Mr. Peters reflected. What next! The old expedients had failed. The two musty musketeers were awaiting him hard by the ruined château⁠—that is to say, on a park bench with rickety cast-iron legs. His honor was at stake. He had engaged to storm the castle single-handed and bring back the treasure that was to furnish them wassail and solace. And all that stood between him and the coveted dollar was his wife, once a little girl whom he could⁠—aha!⁠—why not again? Once with soft words he could, as they say, twist her around his little finger. Why not again? Not for years had he tried it. Grim poverty and mutual hatred had killed all that. But Ragsy and Kidd were waiting for him to bring the dollar!

Mr. Peters took a surreptitiously keen look at his wife. Her formless bulk overflowed the chair. She kept her eyes fixed out the window in a strange kind of trance. Her eyes showed that she had been recently weeping.

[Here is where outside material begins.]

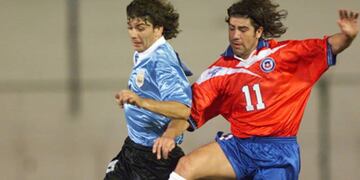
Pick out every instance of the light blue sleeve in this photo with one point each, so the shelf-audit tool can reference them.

“I wonder,” said Mr. Peters to himself, “if there’d be anything in it.”

The window was open upon its outlook of brick walls and drab, barren back yards. Except for the mildness of the air that entered it might have been midwinter yet in the city that turns such a frowning face to besieging spring. But spring doesn’t come with the thunder of cannon. She is a sapper and a miner, and you must capitulate.

“I’ll try it,” said Mr. Peters to himself, making a wry face.

He went up to his wife and put his arm across her shoulders.

“Clara, darling,” he said in tones that shouldn’t have fooled a baby seal, “why should we have hard words? Ain’t you my own tootsum wootsum?”

A black mark against you, Mr. Peters, in the sacred ledger of Cupid. Charges of attempted graft are filed against you, and of forgery and utterance of two of Love’s holiest of appellations.

But the miracle of spring was wrought. Into the back room over the back alley between the black walls had crept the Harbinger. It was ridiculous, and yet⁠—Well, it is a rat trap, and you, madam and sir and all of us, are in it.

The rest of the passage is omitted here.